Вечером она в назначенное время заехала за Марго, и они действительно опоздали всего лишь… на сорок пять минут. Лорис их уже ждал. Это был высокий, импозантный мужчина со строгими, почти аскетичными чертами лица, богатой, рано поседевшей шевелюрой. Ангелина находила его манеры приятными и их обладателя симпатичным. Марго же никак не желала отказываться от первого впечатления и упорно называла Флориана «постной рожей». Такие надменные и пафосные лица всегда выводили ее из себя. Не говоря уж про американизированную, во все тридцать два с половиной импланта, улыбку.

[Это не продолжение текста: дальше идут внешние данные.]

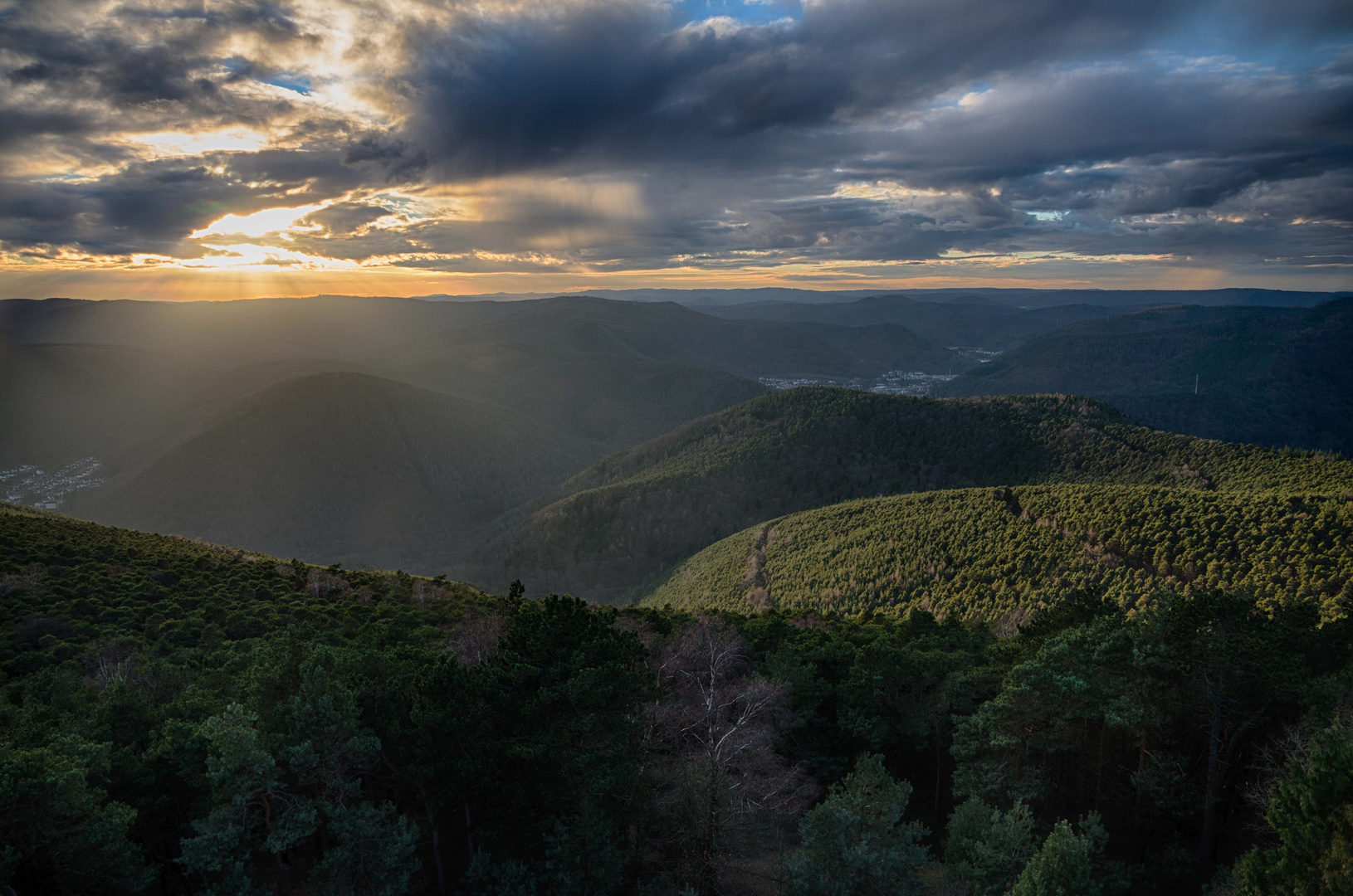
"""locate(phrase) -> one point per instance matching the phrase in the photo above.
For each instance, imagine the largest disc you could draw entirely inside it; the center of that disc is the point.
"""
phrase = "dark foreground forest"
(183, 718)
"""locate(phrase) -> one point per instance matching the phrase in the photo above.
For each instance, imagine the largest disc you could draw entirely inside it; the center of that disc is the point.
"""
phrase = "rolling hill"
(616, 526)
(1003, 553)
(344, 466)
(1264, 376)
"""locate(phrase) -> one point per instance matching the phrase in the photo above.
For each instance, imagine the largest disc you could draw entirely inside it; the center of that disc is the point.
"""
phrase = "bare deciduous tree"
(720, 721)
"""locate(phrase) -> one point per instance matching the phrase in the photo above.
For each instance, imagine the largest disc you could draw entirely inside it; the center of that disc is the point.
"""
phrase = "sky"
(225, 149)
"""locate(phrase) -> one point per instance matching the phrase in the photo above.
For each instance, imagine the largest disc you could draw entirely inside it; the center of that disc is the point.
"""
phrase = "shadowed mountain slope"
(1003, 553)
(618, 524)
(344, 466)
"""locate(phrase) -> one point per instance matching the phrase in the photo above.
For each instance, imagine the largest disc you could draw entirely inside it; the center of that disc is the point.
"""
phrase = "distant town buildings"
(27, 484)
(891, 382)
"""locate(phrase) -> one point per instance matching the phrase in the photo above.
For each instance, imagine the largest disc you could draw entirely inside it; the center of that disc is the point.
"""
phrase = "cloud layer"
(827, 138)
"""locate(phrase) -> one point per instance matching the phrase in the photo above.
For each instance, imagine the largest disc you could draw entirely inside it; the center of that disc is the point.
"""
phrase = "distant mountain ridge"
(1264, 376)
(1026, 298)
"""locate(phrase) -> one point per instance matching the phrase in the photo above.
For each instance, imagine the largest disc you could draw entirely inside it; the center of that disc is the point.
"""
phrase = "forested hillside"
(1264, 376)
(1003, 553)
(618, 524)
(182, 718)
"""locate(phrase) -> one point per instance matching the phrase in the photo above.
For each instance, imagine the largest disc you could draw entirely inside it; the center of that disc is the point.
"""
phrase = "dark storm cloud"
(493, 95)
(865, 130)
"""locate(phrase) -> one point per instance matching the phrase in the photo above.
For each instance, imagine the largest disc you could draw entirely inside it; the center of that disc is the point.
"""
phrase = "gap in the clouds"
(290, 81)
(750, 11)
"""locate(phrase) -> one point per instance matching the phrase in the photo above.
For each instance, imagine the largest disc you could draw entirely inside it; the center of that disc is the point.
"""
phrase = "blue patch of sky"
(749, 11)
(1287, 45)
(290, 81)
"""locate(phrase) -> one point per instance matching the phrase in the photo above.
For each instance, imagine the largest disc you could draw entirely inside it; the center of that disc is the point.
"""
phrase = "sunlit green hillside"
(620, 523)
(1002, 553)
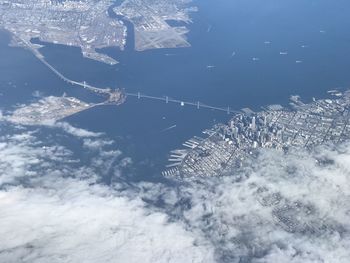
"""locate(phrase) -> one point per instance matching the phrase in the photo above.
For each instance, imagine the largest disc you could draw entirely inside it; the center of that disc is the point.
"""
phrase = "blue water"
(220, 29)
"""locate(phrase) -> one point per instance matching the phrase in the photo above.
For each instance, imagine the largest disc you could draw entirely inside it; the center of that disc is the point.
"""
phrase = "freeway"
(109, 91)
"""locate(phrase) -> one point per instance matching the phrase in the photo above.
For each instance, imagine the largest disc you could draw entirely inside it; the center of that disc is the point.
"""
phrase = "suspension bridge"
(167, 99)
(110, 92)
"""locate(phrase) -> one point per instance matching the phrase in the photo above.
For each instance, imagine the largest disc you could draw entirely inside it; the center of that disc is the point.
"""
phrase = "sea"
(244, 53)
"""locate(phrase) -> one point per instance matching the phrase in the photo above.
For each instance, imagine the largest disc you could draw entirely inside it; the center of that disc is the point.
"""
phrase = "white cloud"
(77, 132)
(279, 208)
(52, 210)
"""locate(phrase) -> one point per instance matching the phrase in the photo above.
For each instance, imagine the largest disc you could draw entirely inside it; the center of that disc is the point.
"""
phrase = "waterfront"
(233, 77)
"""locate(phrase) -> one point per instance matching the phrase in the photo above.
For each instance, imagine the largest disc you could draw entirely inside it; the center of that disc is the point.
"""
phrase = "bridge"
(111, 93)
(168, 99)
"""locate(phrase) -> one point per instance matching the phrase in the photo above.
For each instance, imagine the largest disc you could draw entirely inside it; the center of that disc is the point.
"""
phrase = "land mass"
(89, 25)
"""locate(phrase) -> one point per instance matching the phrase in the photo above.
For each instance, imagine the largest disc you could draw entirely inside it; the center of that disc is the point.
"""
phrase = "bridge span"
(112, 93)
(168, 99)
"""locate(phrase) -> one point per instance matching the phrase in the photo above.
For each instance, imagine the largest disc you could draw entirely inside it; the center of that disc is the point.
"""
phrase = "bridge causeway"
(108, 91)
(167, 99)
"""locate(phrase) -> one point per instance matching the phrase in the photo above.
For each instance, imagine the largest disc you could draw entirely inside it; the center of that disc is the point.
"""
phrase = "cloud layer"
(293, 207)
(52, 210)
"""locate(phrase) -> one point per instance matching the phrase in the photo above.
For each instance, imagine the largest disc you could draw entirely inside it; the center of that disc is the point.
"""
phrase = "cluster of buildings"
(226, 146)
(150, 20)
(85, 24)
(47, 110)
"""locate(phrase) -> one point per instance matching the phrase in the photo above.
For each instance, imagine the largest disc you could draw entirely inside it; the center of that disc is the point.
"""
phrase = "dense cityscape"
(227, 146)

– Рад, что вы все-таки приехали! – тем временем он сделал упор на «все-таки», и Ангелине сразу почему-то захотелось оправдаться.

– Если бы вы знали, каких жертв нам стоило вырваться! – не дала ему преимущества Марго. И с удовольствием отметила как по команде исчезнувшую улыбку и кислое выражение, ее сменившее. «Тебе-то я как раз не по зубам, мой милый друг!» – явно не без злорадства пронеслось в ее голове.

Маститый ученый еле заметно пожал плечами. Огромный зал был заполнен народом. То там, то сям мелькали вспышки фотоаппаратов, несколько пробравшихся неизвестно каким способом зевак толкали друг друга локтями, указывая то на одних, то на других знаменитостей, осчастлививших собрание собственным присутствием.

– Ваш фонд пользуется успехом, – заметила Марго.

– Любому человеку интересна разгадка тайн собственного мозга и его сверхъестественных свойств, – важным тоном начал Лорис, – а тем более, если ему обещано увеличить эти самые способности в несколько раз.

– Даже если они нулевые, – с непонятным подтекстом произнесла Марго.

– В каком это смысле? – напрягся руководитель фонда.

– А в том, что ноль, увеличенный в несколько раз, остается нолем, – заявила парижанка и подняла на Лориса совершенно невинный взгляд.

С узких губ ученого почти готова была сорваться язвительная реплика. Но огромным усилием воли «постная рожа» сдержал вполне понятный порыв заткнуть рот такой невоспитанной особе, которой оказалась лучшая подруга его благотворительницы. Марго же без всякого намека на угрызения совести с удовольствием наблюдала за усилиями, которые прикладывал Лорис, чтобы не послать ее ко всем чертям. Демонстрируя чудеса самообладания, ученый подвел дам к трибуне и, извинившись, оставил одних.

– Ты что, с ума спрыгнула! Что он тебе сделал? – ткнула Ангелина в бок Марго так, что та даже вскрикнула.

– Ну, не нравится он мне! – объяснила Марго. – И перестань драться!

Тем временем на трибуну вышел высокий симпатичный брюнет лет сорока.

– Филипп Берже, один из самых талантливых участников проекта! – вполголоса представил говорившего Лорис.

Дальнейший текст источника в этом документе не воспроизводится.